Misty conditions can be expected at some places in Western, Sabaragamuwa and Central provinces and in Galle and Matara districts during the morning.

General public is kindly requested to take adequate precautions to minimise damages caused by temporary localised strong winds and lightning during thundershowers.

Marine Weather:

Condition of Rain:
Showers or thundershowers will occur at a few places in the sea areas off the coast extending from Mannar to Matara via Puttalam, Colombo and Galle in the evening or night.
Winds:
Winds will be southwesterly or variable and wind speed will be (20-30) kmph. Wind speed may increase up to (40-45) kmph at times in the sea areas off the coasts extending from Puttalam to Kankasanthurai via Mannar and from Trincomalee to Pottuvil via Batticaloa.
State of Sea:
The sea areas off the coasts extending from Puttalam to Kankasanthurai via Mannar and from Trincomalee to Pottuvil via Batticaloa can be fairly rough at times. The other sea areas around the island will be slight. Temporarily strong gusty winds and very rough seas can be expected during thundershowers.

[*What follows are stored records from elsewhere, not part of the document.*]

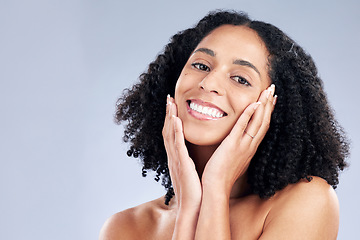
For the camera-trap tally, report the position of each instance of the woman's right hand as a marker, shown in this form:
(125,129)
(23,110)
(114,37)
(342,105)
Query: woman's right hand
(184,177)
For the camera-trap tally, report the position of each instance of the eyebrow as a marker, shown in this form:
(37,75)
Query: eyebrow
(246,63)
(206,50)
(237,61)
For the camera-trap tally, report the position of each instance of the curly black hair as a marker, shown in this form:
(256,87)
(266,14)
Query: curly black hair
(303,140)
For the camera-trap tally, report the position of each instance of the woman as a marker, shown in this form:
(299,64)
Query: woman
(244,163)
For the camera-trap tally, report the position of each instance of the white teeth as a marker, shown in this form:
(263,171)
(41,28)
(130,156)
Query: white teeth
(206,110)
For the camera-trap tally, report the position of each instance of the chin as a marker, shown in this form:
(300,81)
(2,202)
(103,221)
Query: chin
(202,139)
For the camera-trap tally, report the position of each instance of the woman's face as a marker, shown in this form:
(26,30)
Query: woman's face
(226,72)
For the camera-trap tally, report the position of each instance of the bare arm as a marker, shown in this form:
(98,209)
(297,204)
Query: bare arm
(307,210)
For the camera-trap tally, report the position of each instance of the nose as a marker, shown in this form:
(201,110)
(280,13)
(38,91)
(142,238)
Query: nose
(212,83)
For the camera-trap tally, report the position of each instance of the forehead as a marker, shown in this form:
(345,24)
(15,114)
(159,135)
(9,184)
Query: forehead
(234,40)
(230,43)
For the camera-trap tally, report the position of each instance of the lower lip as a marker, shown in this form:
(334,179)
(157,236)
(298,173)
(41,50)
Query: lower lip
(200,116)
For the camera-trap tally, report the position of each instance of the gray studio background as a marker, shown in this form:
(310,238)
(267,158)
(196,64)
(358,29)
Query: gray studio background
(63,63)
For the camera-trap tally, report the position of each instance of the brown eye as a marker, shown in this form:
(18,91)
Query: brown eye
(201,67)
(241,80)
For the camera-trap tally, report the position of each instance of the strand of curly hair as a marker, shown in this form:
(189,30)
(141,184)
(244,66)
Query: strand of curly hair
(303,140)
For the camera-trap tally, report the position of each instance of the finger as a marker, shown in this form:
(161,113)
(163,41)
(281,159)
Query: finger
(260,121)
(254,124)
(269,108)
(179,139)
(243,120)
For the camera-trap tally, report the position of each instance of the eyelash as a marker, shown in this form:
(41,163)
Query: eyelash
(203,67)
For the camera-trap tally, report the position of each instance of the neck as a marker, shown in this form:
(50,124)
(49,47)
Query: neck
(201,155)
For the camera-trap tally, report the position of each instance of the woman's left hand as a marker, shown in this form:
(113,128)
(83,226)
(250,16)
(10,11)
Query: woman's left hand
(232,157)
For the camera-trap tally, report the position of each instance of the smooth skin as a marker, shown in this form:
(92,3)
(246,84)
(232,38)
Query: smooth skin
(208,159)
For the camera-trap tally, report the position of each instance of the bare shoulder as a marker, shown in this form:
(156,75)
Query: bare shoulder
(305,210)
(133,222)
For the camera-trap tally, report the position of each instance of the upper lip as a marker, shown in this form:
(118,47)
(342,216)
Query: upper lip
(207,104)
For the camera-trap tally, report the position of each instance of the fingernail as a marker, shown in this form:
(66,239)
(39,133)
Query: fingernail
(275,99)
(257,105)
(272,89)
(268,93)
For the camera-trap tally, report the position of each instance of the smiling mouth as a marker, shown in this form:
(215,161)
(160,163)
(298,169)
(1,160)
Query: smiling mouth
(206,109)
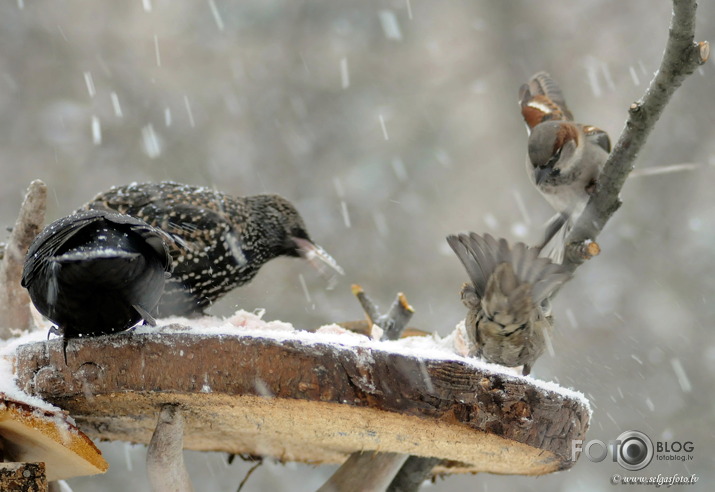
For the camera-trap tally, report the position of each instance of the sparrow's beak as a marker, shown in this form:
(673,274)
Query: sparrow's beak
(312,253)
(541,173)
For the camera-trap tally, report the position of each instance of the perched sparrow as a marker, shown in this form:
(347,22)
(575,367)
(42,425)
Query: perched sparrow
(220,241)
(506,319)
(564,158)
(95,273)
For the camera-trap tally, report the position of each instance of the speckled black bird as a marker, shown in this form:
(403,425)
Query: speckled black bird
(220,241)
(96,272)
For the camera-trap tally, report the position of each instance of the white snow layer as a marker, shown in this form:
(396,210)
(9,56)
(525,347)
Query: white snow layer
(453,347)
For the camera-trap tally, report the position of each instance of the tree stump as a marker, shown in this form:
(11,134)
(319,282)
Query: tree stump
(298,399)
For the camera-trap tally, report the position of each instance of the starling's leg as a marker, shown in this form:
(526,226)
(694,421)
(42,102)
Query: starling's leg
(55,330)
(148,318)
(65,341)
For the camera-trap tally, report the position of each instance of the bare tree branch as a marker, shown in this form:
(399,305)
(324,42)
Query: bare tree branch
(14,300)
(681,57)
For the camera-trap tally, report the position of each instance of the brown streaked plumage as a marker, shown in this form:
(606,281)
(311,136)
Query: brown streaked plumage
(564,158)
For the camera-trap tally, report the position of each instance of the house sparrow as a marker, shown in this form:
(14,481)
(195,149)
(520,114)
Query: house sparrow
(508,320)
(564,158)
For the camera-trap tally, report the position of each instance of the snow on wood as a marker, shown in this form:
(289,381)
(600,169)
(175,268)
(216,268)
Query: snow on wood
(264,388)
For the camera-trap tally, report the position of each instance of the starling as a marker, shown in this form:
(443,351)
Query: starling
(507,315)
(220,241)
(95,273)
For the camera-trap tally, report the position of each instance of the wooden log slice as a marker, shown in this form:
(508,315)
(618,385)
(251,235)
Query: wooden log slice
(302,400)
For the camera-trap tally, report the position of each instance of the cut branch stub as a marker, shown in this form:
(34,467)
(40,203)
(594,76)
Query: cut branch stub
(304,400)
(31,434)
(14,299)
(392,323)
(682,56)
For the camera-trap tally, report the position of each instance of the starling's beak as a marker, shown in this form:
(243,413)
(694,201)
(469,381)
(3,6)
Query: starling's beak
(312,252)
(541,173)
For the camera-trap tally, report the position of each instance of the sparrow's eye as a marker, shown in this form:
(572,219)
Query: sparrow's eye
(554,158)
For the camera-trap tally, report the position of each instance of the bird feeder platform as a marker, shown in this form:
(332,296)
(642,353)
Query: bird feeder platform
(31,434)
(299,396)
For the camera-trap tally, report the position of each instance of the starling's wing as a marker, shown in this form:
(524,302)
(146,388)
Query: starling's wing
(597,136)
(52,238)
(155,238)
(123,199)
(541,100)
(154,203)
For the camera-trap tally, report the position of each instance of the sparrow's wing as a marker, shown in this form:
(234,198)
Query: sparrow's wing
(465,251)
(481,255)
(597,136)
(541,100)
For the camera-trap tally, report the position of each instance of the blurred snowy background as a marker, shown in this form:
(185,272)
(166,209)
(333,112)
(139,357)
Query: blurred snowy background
(391,124)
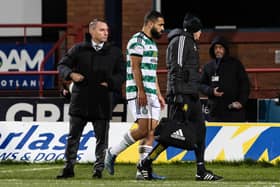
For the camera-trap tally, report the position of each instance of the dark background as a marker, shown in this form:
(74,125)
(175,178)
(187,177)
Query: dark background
(243,14)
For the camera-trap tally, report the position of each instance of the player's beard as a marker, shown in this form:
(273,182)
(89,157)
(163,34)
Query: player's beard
(155,34)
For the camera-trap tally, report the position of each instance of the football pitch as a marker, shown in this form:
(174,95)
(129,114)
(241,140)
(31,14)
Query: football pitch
(178,174)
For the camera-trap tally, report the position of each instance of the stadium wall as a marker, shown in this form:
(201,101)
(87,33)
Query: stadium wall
(45,142)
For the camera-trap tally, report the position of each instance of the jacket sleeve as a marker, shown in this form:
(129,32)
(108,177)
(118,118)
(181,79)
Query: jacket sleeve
(66,64)
(243,79)
(205,83)
(174,65)
(119,73)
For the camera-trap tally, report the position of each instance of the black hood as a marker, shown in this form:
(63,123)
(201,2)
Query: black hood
(219,40)
(173,33)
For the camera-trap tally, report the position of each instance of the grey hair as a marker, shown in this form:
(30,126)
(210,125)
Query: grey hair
(94,22)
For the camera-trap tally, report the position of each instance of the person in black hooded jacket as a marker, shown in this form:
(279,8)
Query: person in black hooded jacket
(182,59)
(226,83)
(96,68)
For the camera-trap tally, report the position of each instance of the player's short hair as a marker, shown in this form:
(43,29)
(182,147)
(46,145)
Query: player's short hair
(152,16)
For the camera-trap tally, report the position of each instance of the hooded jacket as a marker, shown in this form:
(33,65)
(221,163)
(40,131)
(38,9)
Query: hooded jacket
(182,59)
(89,99)
(232,80)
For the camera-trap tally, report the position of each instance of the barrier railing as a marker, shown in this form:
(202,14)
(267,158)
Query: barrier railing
(78,34)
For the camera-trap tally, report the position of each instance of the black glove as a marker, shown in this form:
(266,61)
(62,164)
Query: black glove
(178,99)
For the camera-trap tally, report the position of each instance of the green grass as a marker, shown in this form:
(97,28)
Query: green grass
(247,173)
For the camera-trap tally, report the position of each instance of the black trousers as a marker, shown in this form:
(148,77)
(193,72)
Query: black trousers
(101,129)
(193,116)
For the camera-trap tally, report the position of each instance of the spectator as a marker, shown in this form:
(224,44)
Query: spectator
(226,83)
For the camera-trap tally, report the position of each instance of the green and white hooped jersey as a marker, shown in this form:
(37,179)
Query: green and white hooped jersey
(143,46)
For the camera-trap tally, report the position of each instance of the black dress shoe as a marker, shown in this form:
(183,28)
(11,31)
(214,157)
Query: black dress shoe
(97,174)
(66,173)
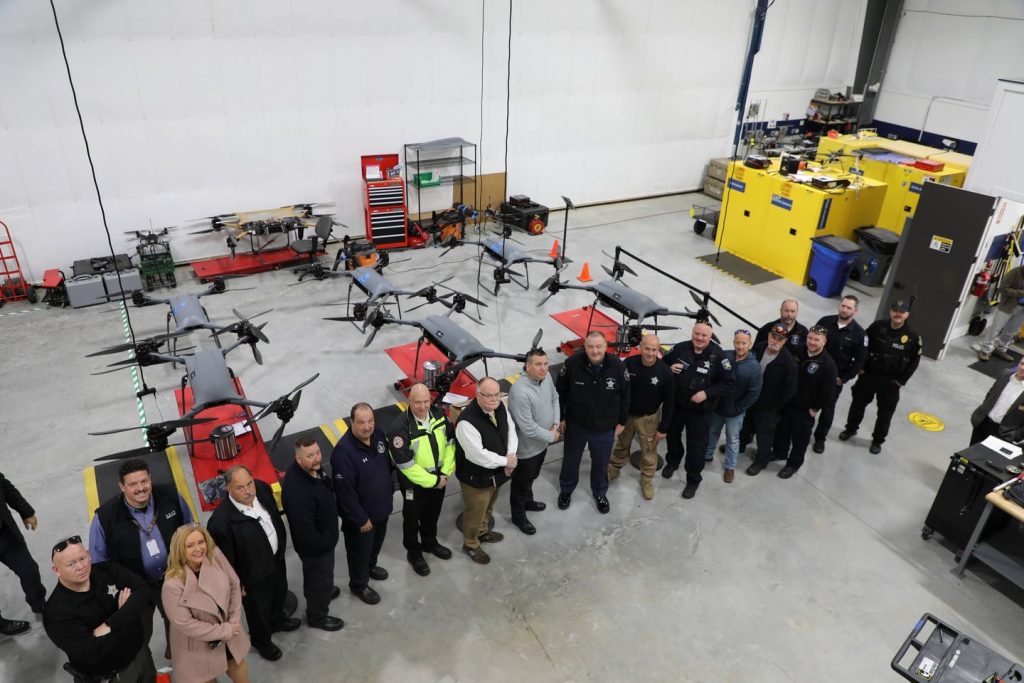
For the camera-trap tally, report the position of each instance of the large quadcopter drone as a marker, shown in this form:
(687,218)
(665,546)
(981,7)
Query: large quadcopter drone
(634,306)
(459,346)
(212,384)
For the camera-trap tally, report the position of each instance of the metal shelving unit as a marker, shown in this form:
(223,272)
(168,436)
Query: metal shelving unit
(448,162)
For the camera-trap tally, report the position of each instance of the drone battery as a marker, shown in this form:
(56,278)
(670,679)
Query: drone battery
(85,291)
(130,281)
(224,444)
(519,200)
(530,218)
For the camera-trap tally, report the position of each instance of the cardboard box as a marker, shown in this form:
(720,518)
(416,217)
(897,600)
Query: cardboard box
(718,168)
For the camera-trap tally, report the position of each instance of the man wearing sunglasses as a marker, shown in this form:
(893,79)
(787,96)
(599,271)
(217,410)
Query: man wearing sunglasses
(95,614)
(848,346)
(134,528)
(14,553)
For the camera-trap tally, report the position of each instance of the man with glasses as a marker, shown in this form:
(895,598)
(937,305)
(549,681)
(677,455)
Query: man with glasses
(594,397)
(893,355)
(133,530)
(96,613)
(848,346)
(534,406)
(795,332)
(778,384)
(421,441)
(14,553)
(704,375)
(365,491)
(815,384)
(732,408)
(651,398)
(250,531)
(484,459)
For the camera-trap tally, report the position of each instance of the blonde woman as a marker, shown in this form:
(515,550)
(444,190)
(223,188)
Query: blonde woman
(203,600)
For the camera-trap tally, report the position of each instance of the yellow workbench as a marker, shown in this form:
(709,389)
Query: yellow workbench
(881,159)
(768,219)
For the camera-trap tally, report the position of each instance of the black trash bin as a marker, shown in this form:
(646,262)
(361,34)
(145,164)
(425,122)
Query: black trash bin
(878,248)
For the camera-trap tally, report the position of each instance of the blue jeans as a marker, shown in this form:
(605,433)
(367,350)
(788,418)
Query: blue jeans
(732,426)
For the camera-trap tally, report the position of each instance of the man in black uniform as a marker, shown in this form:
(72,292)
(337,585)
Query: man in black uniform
(594,398)
(308,500)
(893,355)
(14,553)
(815,384)
(702,376)
(249,529)
(795,332)
(778,384)
(848,347)
(95,615)
(366,496)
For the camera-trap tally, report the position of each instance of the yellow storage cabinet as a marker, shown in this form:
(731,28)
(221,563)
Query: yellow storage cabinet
(769,220)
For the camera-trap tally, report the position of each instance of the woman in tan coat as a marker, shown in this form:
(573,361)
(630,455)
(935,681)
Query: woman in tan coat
(203,600)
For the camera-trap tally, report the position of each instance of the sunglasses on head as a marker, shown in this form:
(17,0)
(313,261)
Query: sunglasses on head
(61,546)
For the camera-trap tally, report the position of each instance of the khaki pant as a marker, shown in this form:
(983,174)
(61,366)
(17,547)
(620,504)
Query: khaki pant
(645,429)
(479,504)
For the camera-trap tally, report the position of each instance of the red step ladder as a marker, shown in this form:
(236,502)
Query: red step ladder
(12,285)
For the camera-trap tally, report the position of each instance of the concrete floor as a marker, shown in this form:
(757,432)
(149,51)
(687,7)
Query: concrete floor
(821,577)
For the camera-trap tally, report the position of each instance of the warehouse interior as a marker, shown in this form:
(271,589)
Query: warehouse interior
(608,117)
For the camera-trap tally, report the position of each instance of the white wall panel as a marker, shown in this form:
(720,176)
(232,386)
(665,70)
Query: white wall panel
(953,52)
(202,108)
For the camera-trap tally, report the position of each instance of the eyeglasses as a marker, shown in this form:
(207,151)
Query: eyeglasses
(61,546)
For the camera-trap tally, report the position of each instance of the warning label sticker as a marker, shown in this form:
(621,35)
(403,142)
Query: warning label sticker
(940,244)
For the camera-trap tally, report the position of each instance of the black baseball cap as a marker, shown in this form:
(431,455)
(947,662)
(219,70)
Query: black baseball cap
(900,305)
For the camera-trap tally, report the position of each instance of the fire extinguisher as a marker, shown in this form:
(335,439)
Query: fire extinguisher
(981,282)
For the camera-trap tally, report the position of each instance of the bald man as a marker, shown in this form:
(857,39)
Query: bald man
(651,398)
(421,441)
(704,375)
(796,334)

Meanwhile, heat index, the temperature felt on human body is expected to increase up to ‘Caution level’ at some places in Northern, North-central, Western, Sabaragamuwa, Eastern, Southern and North-Western provinces and Monaragala district, the Natural Hazards Early Warning Centre of the Dept said.

The public, therefore, is urged to stay hydrated and take breaks in the shade as often as possible, check up on the elderly and the sick, never leave children unattended, limit strenuous outdoor activities, find shade and stay hydrated, and wear lightweight and white or light-coloured clothing.